Whenever I hear someone refer to their husband, wife, spouse — even their Significant Other, a phrase from a now-distant past — as their “partner,” I think of something Wendell Berry wrote decades ago: 

Marriage, in what is evidently its most popular version, is now on the one hand an intimate “relationship” involving (ideally) two successful careerists in the same bed, and on the other hand a sort of private political system in which rights and interests must be constantly asserted and defended. Marriage, in other words, has now taken the form of divorce: a prolonged and impassioned negotiation as to how things shall be divided. During their understandably temporary association, the “married” couple will typically consume a large quantity of merchandise and a large portion of each other. 

“Partner” is, in the context of marriage or even long-term cohabitation, an ugly word, connoting as it does a business relationship for mutual profit, ready to be dissolved when the profits aren’t high enough.

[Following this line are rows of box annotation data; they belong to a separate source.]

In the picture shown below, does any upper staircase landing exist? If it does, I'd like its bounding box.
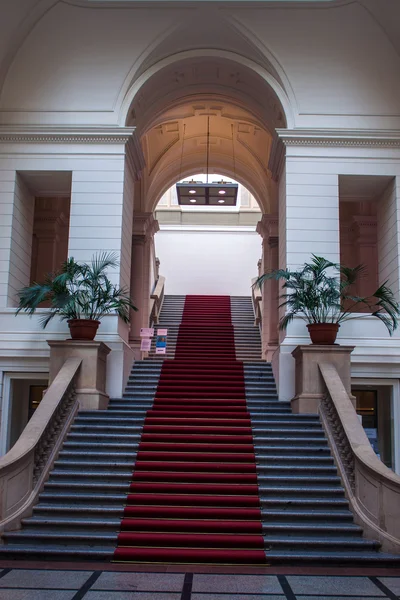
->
[148,295,262,362]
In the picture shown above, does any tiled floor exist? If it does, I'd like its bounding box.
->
[0,567,400,600]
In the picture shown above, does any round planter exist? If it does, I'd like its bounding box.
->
[67,319,100,341]
[307,323,340,346]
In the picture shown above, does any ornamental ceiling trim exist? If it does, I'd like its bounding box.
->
[276,129,400,148]
[0,127,136,144]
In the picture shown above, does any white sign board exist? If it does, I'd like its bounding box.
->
[140,327,154,337]
[140,338,151,352]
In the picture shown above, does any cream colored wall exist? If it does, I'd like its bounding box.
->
[2,173,34,306]
[0,0,400,129]
[378,177,400,296]
[155,227,261,296]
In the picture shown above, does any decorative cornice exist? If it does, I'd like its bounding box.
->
[0,126,135,144]
[125,132,146,181]
[268,135,286,181]
[276,129,400,148]
[132,213,160,239]
[256,215,279,244]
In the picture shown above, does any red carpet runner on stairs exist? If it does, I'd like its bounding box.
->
[114,296,266,564]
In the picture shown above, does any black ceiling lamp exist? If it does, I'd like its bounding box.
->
[176,117,239,207]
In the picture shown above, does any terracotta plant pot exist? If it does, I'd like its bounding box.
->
[307,323,340,346]
[67,319,100,341]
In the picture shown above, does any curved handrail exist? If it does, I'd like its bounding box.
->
[319,363,400,553]
[251,277,263,329]
[150,275,165,325]
[0,358,82,531]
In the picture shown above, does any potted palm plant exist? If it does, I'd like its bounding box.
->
[255,254,400,344]
[16,252,137,340]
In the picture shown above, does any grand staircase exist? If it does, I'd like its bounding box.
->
[0,296,400,566]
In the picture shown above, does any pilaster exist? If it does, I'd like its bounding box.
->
[129,213,159,357]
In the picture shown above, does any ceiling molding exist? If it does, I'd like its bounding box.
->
[0,126,136,144]
[276,129,400,148]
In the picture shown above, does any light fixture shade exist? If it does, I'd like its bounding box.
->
[176,181,239,207]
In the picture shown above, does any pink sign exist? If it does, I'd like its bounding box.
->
[140,327,154,337]
[140,338,151,352]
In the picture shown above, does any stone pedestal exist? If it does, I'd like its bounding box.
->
[47,340,111,410]
[291,344,354,413]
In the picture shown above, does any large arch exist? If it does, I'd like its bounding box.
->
[117,48,295,128]
[123,50,292,213]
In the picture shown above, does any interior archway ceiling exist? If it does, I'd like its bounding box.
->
[128,58,285,212]
[142,96,272,212]
[127,59,286,135]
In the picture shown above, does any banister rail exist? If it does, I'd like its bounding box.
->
[251,277,263,329]
[150,275,165,325]
[319,363,400,553]
[0,358,82,532]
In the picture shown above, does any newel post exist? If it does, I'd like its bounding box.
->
[291,344,354,413]
[47,340,111,410]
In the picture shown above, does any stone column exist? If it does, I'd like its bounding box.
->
[257,215,279,361]
[129,213,159,358]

It should never be used in the context of mutual love.  


UPDATE: My friend Andy Crouch has written to me in defense of the word “partner,” suggesting that it “has a wider frame of reference” than I allow, and pointing out that it’s the nearly-universal translation of koinonos in Philemon 17. This is a very good point! I’ll take this under further consideration, but for now, several thoughts:  

  1. The word certainly had a wider referential scope in the past. If you look at the OED you discover that Milton’s Adam says “I stand / Before my Judge, either to undergoe / My self the total Crime, or to accuse / My other self, the partner of my life.” And Robert Southey 150 years later: “So forth I set … And took the partner of my life with me.” 
  2. However, this kind of usage almost completely disappears for nearly two centuries, until it is revived largely by people looking for a word to describe committed gay and lesbian relationships, at a time when such people could not marry. But up until that time, again if the OED is any guide, the business-based meaning had for many decades almost completely displaced all others. 
  3. Thus one could reasonably conclude that the business-based uses of the word have become so dominant that they cast a strong dark shadow over any current use of the word — which is my view. Or recent uses of the term certainly could reasonably be heard as a renewal of older, more richly human meanings — which is Andy’s view.
  4. So the connotative situation is definitely more complex than I acknowledge above. 
  5. The economic overtones of the word would certainly be displaced if one were to follow Milton and Southey in making it a phrase, “the partner of my life,” or, more shortly, “life partner” — but that, I suspect, is a phrasing most people who employ the term wouldn’t want to commit to. 
  6. Finally: I wonder if, given the connotations the word has acquired, “partner” is a good translation of koinonos, or whether an alternative needs to be considered. I notice that the 14th-century Wycliffite version of Philemon 17 has “Therefore if thou has me as a fellow, receive him as me,” which captures the idea of koinonia as a fellowship — but we don’t use “fellow” that way any more. Maybe contemporary English has no real equivalent to koinonos. That would be a situation worthy of our reflection.